The idea of this code is to find an optimal arima order per time series as it isn't feasible to investigate 2000 time series individually and as such the walk_forward_validation() method is called 27 times per time series. So roughly 27,000 times overall. Therefore any performance saving that can be found within this method will have an impact no matter how small it is.
Normally, ARIMA can only perform recursive forecasting, not direct forecasting. There might some research done on variations of ARIMA for direct forecasting, but they wouldn't be implemented in Statsmodels. In statsmodels, (or in R auto.arima()), when you set a value for h > 1, it simply performs a recursive forecast to get there.

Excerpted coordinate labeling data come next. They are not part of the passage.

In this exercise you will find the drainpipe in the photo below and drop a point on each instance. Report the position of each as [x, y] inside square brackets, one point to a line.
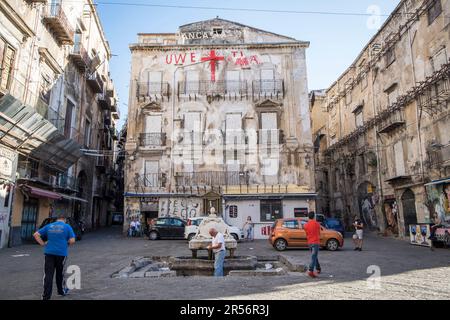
[418, 112]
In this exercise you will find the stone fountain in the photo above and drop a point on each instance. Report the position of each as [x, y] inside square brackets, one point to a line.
[159, 267]
[203, 239]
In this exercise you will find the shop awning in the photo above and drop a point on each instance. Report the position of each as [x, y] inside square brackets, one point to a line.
[438, 182]
[26, 131]
[41, 193]
[66, 197]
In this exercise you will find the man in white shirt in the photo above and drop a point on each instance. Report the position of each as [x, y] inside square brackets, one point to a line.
[132, 230]
[218, 247]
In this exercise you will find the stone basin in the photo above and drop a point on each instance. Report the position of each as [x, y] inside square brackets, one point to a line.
[187, 266]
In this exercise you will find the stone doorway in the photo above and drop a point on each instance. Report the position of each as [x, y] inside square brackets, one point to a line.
[409, 210]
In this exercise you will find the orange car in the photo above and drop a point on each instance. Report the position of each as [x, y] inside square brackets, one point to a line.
[289, 233]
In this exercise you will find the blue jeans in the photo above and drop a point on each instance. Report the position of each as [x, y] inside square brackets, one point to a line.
[218, 264]
[250, 233]
[315, 265]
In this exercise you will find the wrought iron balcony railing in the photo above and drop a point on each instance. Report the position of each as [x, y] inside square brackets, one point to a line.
[96, 83]
[56, 20]
[268, 89]
[153, 139]
[152, 180]
[211, 178]
[153, 89]
[80, 57]
[213, 88]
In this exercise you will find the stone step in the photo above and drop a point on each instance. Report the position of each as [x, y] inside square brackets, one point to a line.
[258, 273]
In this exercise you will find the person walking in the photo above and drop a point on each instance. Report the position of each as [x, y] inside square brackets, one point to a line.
[248, 228]
[312, 229]
[59, 236]
[218, 247]
[358, 237]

As far as I know, none of the standard forecasting libraries have direct forecasting implemented yet, you're going to have to code it yourself.
Taken from Souhaib Ben Taieb's doctoral thesis (page 35 paragraph 3) it is presented that direct model will estimate H models, where H is the length of the forecast horizon, so in my example with a forecast horizon of 26, 26 models should be estimated instead of just one.
I haven't read Ben Taieb's thesis, but from his paper "Machine Learning Strategies for Time Series Forecasting", for direct forecasting, there is only one model for one value of H. So for H=26, there will be only one model. There will be H models if you need to forecast for every value between 1 and H, but for one H, there is only one model.